- introduced default convention of applying a stochasticly derived random seed to model training for each ML infill model, including each model accross features and each model accross iterations
- to deactivate for deterministic training based on automunge randomseed parameter can pass ML_cmnd['stochastic_training_seed'] = False
- please note that currently a randomseed is only inspected in randomforest, catboost, and xgboost autoML options
- new option for incorporating stochasticity into imputations derived through ML infill
- can activate for numeric and/or categoric features by passing ML_cmnd['stochastic_impute_categoric'] = True and/or ML_cmnd['stochastic_impute_numeric'] = True
- stochastic imputations bear some similarity to DP family of noise injection transforms
- in that sampled noise with numpy.random is injected into the imputations prior to insertion
- for numeric stochastic imputation we applied a similar method to our DPmm transform
- here we convert the imputation set into a min/max scaled reprentation to ensure noise distribution parameters aligned with range of data, with the scaling based on min/max found in the training data
- we sampled noise from a gaussian distribution or optionally from a laplace distribution
- with noise scaling defaulting to mu=0, sigma=0.03, and flip_prob=0.06 (where flip_prob is ratio of a feature set's imputations receiving injections)
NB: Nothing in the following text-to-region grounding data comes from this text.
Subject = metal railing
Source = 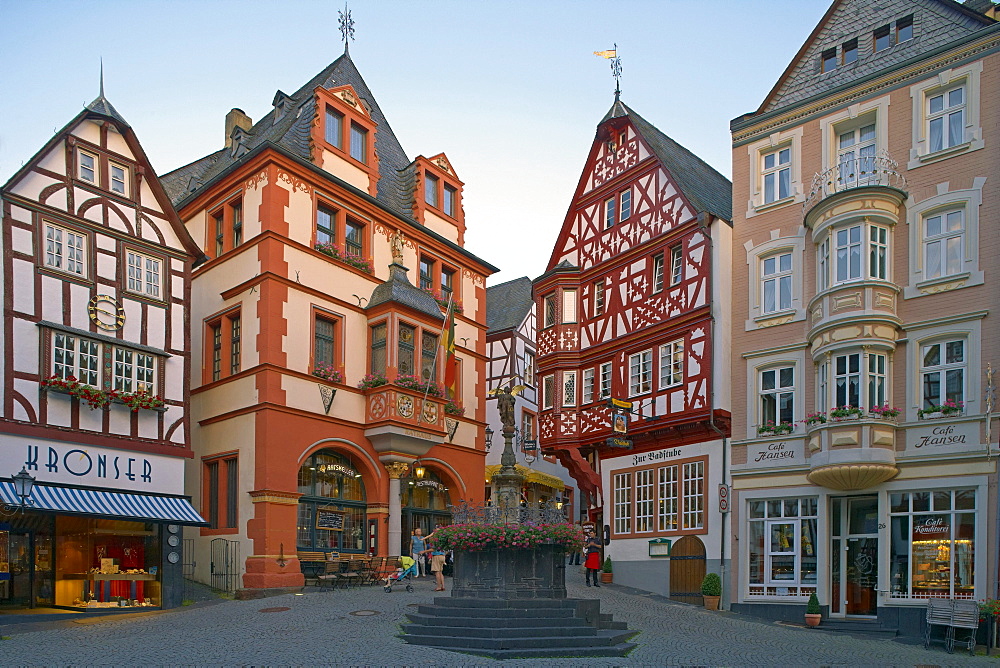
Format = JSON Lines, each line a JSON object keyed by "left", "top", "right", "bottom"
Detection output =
{"left": 803, "top": 150, "right": 906, "bottom": 217}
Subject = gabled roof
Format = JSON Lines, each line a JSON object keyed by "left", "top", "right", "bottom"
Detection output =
{"left": 160, "top": 51, "right": 412, "bottom": 215}
{"left": 756, "top": 0, "right": 996, "bottom": 116}
{"left": 603, "top": 102, "right": 732, "bottom": 223}
{"left": 486, "top": 276, "right": 533, "bottom": 334}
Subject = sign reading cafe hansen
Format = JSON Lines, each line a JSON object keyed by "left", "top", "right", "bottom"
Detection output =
{"left": 742, "top": 439, "right": 805, "bottom": 469}
{"left": 0, "top": 434, "right": 185, "bottom": 495}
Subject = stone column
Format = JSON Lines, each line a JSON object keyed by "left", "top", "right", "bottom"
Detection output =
{"left": 385, "top": 462, "right": 411, "bottom": 556}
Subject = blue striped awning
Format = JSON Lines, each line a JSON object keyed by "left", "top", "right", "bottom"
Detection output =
{"left": 0, "top": 482, "right": 207, "bottom": 525}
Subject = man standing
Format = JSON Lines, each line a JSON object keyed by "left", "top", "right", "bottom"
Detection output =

- note that in order to insure range of resulting imputations is consistent with range in df_train we cap outlier noise entries at +/- 0.5 and scale negative noise when min/max representation is below midpoint and scale positive noise when minmax representation is above the midpoint, resulting in a consistent returned range independant of noise sampling
- after noise injection the imputation set is converted back by an inversion of the min/max representation
- noise injection to categoric features are based on parameter defaulting as flip_prob=0.03 (where flip_prob is ratio of a feature set's imputations receiving injections)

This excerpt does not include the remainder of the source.